Pour essayer de désamorcer la bombe, le député et président d’IRA-Mauritanie, Biram Dah Abeïd, s’est rendu, vendredi 11 Février, à Amara et Ngawlé, pour entamer une médiation. Les représentants et dirigeants locaux d’Amara ont affiché leurs dispositions à des retrouvailles et se disent prêts à faire des concessions. Mais ils ont déploré le fait qu’aucun dignitaire de Ngawlé ne soit venu s’enquérir de l’état des blessés et demander pardon. Ils se disent ouverts à toute discussion avec leurs voisins et ont assuré Biram de« leur volonté de régler entre eux leurs problèmes ».
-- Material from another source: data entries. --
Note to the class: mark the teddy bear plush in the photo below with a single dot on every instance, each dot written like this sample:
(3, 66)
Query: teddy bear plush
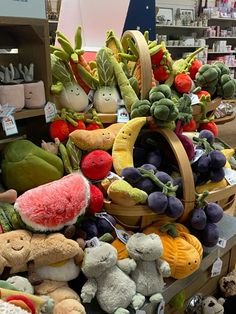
(108, 280)
(55, 286)
(146, 250)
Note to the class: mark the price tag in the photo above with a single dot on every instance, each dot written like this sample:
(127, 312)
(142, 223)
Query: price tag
(93, 242)
(216, 267)
(122, 115)
(194, 99)
(230, 176)
(6, 110)
(9, 125)
(50, 111)
(222, 243)
(161, 307)
(197, 154)
(91, 94)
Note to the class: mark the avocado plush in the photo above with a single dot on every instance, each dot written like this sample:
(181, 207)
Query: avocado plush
(26, 165)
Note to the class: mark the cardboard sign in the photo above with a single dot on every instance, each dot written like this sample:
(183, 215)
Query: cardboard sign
(23, 8)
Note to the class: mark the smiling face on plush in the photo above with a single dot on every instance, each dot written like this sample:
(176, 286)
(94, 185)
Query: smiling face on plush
(15, 246)
(98, 259)
(74, 97)
(144, 247)
(34, 95)
(211, 306)
(106, 99)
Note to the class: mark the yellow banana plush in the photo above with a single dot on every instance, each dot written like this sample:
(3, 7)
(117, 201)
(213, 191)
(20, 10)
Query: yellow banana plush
(122, 151)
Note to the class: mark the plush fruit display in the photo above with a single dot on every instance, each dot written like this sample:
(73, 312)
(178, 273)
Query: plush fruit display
(96, 164)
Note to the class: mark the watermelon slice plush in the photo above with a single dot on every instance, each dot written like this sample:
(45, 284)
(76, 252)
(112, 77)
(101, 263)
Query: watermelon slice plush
(52, 206)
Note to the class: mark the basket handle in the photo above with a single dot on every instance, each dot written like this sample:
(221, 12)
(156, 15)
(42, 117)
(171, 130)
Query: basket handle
(185, 170)
(144, 56)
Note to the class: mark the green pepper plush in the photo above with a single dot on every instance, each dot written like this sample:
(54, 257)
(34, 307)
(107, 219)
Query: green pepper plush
(140, 108)
(25, 166)
(164, 110)
(226, 87)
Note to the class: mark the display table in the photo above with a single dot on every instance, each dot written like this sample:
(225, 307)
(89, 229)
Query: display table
(199, 281)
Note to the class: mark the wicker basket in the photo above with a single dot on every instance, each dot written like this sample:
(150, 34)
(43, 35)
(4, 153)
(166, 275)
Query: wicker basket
(140, 216)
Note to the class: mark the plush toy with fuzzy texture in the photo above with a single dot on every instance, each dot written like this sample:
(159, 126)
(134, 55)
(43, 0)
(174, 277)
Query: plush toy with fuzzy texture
(108, 280)
(146, 250)
(211, 305)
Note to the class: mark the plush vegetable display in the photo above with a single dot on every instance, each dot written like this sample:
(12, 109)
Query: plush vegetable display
(181, 250)
(96, 139)
(146, 250)
(122, 193)
(108, 280)
(71, 95)
(25, 166)
(122, 150)
(96, 164)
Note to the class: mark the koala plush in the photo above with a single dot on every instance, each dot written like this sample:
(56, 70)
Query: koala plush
(108, 280)
(146, 250)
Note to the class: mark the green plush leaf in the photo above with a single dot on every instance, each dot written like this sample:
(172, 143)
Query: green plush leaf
(104, 68)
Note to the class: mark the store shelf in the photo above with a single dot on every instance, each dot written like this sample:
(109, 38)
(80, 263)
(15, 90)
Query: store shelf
(182, 47)
(222, 52)
(28, 113)
(180, 27)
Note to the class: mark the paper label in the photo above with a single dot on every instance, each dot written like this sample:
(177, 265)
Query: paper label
(222, 243)
(230, 176)
(122, 115)
(9, 125)
(216, 267)
(50, 111)
(197, 154)
(194, 99)
(6, 110)
(93, 242)
(122, 235)
(161, 307)
(91, 94)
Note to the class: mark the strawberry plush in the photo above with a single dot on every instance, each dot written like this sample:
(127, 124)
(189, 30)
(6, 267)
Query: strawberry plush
(96, 164)
(194, 67)
(59, 129)
(96, 199)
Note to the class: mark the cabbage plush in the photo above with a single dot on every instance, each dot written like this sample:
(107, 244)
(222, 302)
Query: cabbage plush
(25, 166)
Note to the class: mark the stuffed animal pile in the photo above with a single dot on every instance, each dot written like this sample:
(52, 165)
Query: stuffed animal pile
(68, 208)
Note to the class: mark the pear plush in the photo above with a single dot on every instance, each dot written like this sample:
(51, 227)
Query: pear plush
(26, 165)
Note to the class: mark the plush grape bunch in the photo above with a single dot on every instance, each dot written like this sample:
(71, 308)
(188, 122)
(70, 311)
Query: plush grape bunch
(209, 166)
(203, 219)
(159, 187)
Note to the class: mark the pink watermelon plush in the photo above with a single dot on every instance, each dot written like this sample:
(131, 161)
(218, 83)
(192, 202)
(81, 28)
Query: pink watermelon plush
(51, 206)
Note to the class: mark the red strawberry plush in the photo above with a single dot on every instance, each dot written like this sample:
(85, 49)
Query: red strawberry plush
(80, 126)
(59, 129)
(96, 164)
(96, 199)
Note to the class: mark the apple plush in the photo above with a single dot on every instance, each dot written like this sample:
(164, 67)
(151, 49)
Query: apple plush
(96, 164)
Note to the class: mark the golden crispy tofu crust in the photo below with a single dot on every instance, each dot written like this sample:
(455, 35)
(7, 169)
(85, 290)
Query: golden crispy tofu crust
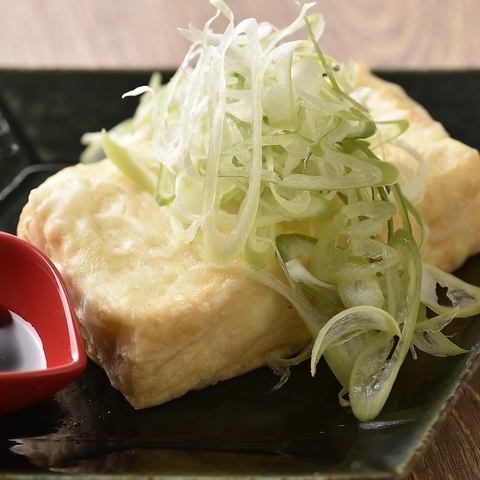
(157, 317)
(153, 313)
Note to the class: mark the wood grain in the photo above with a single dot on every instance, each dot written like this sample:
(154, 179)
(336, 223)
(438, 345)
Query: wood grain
(143, 33)
(382, 33)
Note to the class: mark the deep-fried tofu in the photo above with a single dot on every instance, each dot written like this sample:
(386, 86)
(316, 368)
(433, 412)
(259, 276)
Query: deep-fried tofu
(157, 317)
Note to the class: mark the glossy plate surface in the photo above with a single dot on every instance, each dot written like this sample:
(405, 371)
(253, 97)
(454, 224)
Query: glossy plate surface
(238, 427)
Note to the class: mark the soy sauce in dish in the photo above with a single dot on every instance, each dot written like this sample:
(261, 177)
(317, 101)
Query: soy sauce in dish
(21, 347)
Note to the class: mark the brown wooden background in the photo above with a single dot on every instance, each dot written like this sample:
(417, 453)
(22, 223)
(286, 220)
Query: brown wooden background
(382, 33)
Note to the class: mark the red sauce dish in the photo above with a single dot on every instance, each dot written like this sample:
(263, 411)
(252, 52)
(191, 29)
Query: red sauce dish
(43, 318)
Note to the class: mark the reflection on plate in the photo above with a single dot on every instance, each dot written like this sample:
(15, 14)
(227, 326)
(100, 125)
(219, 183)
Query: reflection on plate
(238, 427)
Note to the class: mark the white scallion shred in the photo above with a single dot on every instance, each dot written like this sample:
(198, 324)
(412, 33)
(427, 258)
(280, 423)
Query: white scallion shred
(256, 141)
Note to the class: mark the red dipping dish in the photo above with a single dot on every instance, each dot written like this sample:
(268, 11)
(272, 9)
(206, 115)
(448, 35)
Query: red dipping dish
(31, 286)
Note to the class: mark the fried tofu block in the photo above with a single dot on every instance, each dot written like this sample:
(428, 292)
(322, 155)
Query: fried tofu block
(154, 315)
(157, 317)
(451, 204)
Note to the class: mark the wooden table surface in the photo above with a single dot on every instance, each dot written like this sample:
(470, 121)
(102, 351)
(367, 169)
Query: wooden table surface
(382, 33)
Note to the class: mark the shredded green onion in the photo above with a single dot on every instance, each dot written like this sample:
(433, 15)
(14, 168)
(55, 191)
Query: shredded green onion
(256, 141)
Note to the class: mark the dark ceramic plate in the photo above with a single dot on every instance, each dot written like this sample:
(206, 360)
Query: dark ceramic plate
(238, 427)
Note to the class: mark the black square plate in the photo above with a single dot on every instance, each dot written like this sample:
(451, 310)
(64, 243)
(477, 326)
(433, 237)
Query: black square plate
(238, 427)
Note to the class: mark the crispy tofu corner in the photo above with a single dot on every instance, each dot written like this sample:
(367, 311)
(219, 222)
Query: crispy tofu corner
(162, 321)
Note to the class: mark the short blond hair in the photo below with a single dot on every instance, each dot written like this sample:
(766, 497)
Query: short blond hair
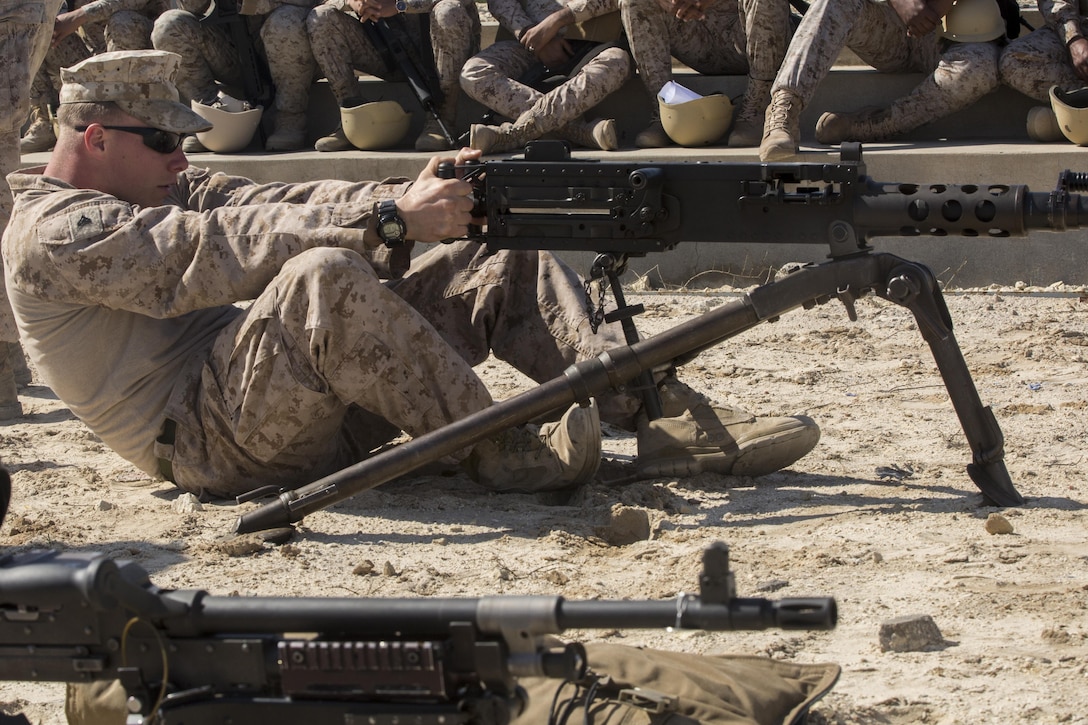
(84, 114)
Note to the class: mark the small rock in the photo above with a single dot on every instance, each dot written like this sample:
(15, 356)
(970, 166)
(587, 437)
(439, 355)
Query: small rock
(365, 568)
(998, 524)
(626, 526)
(773, 585)
(244, 545)
(915, 633)
(187, 504)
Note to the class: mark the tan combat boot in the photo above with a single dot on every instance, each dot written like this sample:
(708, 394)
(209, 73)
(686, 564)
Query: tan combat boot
(334, 142)
(781, 132)
(699, 435)
(288, 133)
(39, 135)
(556, 455)
(749, 122)
(598, 134)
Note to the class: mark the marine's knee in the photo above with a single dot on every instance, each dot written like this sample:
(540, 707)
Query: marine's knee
(173, 27)
(284, 22)
(473, 73)
(320, 17)
(323, 263)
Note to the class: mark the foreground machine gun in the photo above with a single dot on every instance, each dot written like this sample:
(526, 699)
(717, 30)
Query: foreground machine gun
(630, 208)
(186, 656)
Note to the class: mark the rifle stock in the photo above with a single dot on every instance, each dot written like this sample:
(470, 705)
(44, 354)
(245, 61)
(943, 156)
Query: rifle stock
(391, 42)
(256, 77)
(190, 656)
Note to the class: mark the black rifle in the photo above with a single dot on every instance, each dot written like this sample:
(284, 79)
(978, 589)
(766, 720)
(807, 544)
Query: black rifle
(256, 78)
(393, 42)
(623, 209)
(186, 656)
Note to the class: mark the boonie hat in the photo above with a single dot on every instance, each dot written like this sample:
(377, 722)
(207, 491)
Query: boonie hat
(139, 82)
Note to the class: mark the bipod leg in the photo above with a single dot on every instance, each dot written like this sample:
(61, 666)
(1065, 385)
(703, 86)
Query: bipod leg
(915, 287)
(610, 267)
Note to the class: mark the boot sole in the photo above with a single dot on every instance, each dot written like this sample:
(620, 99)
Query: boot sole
(765, 454)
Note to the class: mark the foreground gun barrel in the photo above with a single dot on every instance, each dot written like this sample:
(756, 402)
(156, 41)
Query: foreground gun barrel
(544, 614)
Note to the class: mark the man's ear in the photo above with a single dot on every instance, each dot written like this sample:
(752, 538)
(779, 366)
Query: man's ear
(94, 138)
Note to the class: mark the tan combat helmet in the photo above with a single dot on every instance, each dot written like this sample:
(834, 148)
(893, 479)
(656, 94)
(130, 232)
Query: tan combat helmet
(973, 21)
(699, 122)
(1042, 125)
(233, 123)
(376, 125)
(1071, 109)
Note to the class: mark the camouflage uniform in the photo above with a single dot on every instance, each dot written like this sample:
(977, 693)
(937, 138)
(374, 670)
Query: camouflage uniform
(492, 77)
(326, 364)
(960, 73)
(109, 25)
(1036, 61)
(279, 32)
(121, 24)
(737, 37)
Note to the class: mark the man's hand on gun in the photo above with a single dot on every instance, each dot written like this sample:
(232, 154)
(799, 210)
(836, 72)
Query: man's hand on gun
(435, 208)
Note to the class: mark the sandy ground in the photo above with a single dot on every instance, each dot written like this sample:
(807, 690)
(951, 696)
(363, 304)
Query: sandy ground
(881, 515)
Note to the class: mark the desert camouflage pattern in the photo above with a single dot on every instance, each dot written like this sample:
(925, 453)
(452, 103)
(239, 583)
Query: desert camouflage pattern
(25, 28)
(342, 47)
(121, 24)
(139, 82)
(47, 82)
(745, 37)
(960, 73)
(279, 34)
(324, 365)
(1034, 62)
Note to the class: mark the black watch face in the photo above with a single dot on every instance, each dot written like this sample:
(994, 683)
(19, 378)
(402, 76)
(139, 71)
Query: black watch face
(392, 230)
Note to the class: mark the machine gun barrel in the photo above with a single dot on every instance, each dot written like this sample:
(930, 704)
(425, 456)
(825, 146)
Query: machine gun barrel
(549, 201)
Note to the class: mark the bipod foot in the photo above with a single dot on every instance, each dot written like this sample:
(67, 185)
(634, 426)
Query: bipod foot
(993, 481)
(914, 286)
Après sa rencontre avec les notables d’Amara, Biram s’est rendu à Ngawlé où il a été snobé par les responsables locaux. Mécontents de n’avoir pas été visités en premier, les dirigeants locaux ont préféré « se barricader et bouder » la rencontre. Mais le député compte revenir à la charge le 4 Mars prochain, projetant de retourner à Ngawlé et Amara pour sceller la réconciliation. Ce qui pourrait permettre un retrait de la plainte et un élargissement des détenus.
« Je serai en ordre de bataille pour soutenir pleinement les propriétaires agricoles de Ngawlé contre la spoliation de leurs terres », a affirmé Biram Dah Abeïd. Et de rappeler que dix-huit activistes des droits humains arrêtés depuis Décembre dernier pour « trouble à l’ordre public et participation à un sit-in non autorisé, suite à des actions de protestation à Ngawlé contre ladite tentative d’expropriation, avaient été acquittés.